Is Immortality a Curse?

We discussed the story “Mortal Gods” by Orson Scott Card in my class on religion and science fiction class recently. The Saturday Morning Breakfast Cereal cartoon below addresses its underlying question: is subjective immortality a blessing or a curse?

There is a chapter in Time and Relative Dimensions in Faith that tackles this topic too.

  • WillBell

    I always find many of the traditional objections to immortality to be rather odd – after all society changes but we change with it, I have as much time to adapt to the changes as everybody else.

    • http://www.patheos.com/blogs/exploringourmatrix/ James F. McGrath

      I suspect you may be too young to understand the difference between learning to adapt to change and growing up with those new things and taking them for granted.

      • Norm Englund

        I’m 51 and I agree with WillBell. Over the centuries, I think I’d learn new strategies for coping with change. Perhaps one technique would be to come to change like a little child.

      • WillBell

        Perhaps, but you would have eternity to learn to adapt.

  • SelfAwarePatterns

    I tend to think involuntary immortality would be a curse, albeit one that I doubt I would have the will to turn down.
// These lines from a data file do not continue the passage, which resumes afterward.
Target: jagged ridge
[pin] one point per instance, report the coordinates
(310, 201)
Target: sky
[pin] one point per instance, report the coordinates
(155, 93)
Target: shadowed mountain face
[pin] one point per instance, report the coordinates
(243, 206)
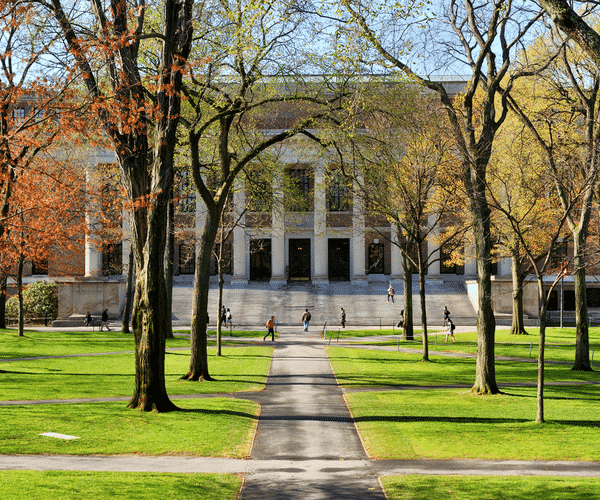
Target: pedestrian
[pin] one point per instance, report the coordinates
(223, 316)
(401, 322)
(104, 321)
(446, 316)
(450, 331)
(306, 319)
(391, 293)
(270, 329)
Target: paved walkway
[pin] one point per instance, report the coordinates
(306, 446)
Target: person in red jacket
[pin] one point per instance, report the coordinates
(270, 329)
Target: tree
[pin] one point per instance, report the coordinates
(402, 167)
(45, 215)
(34, 107)
(483, 35)
(571, 96)
(229, 98)
(108, 49)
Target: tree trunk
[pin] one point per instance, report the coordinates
(518, 327)
(423, 309)
(150, 313)
(221, 283)
(541, 351)
(170, 264)
(128, 295)
(199, 354)
(582, 341)
(485, 376)
(408, 327)
(20, 292)
(3, 283)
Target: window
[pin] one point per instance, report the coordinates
(259, 191)
(19, 115)
(39, 267)
(226, 258)
(112, 259)
(298, 195)
(376, 258)
(446, 264)
(186, 193)
(187, 258)
(338, 194)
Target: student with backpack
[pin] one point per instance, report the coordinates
(450, 331)
(306, 319)
(270, 329)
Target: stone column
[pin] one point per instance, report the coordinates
(240, 248)
(320, 252)
(396, 257)
(93, 254)
(126, 248)
(278, 275)
(433, 249)
(359, 275)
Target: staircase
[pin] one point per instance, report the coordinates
(365, 305)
Imagine after billions of years, where you’ve done everything, learned everything, and experienced everything a thousand times over. I can imagine the boredom becoming a hell worse than anything any religion has ever imagined. And saying that we’d be modified to not feel boredom only means it wouldn’t really be us. Eventually, having the ability to end our existence might be the most important mercy we could have.

    All of this is aside from having to deal with issues like the sun eventually dying or the heat death of the universe.

    All that said, I wouldn’t mind having the option to hang around until I’d decided I’d had enough.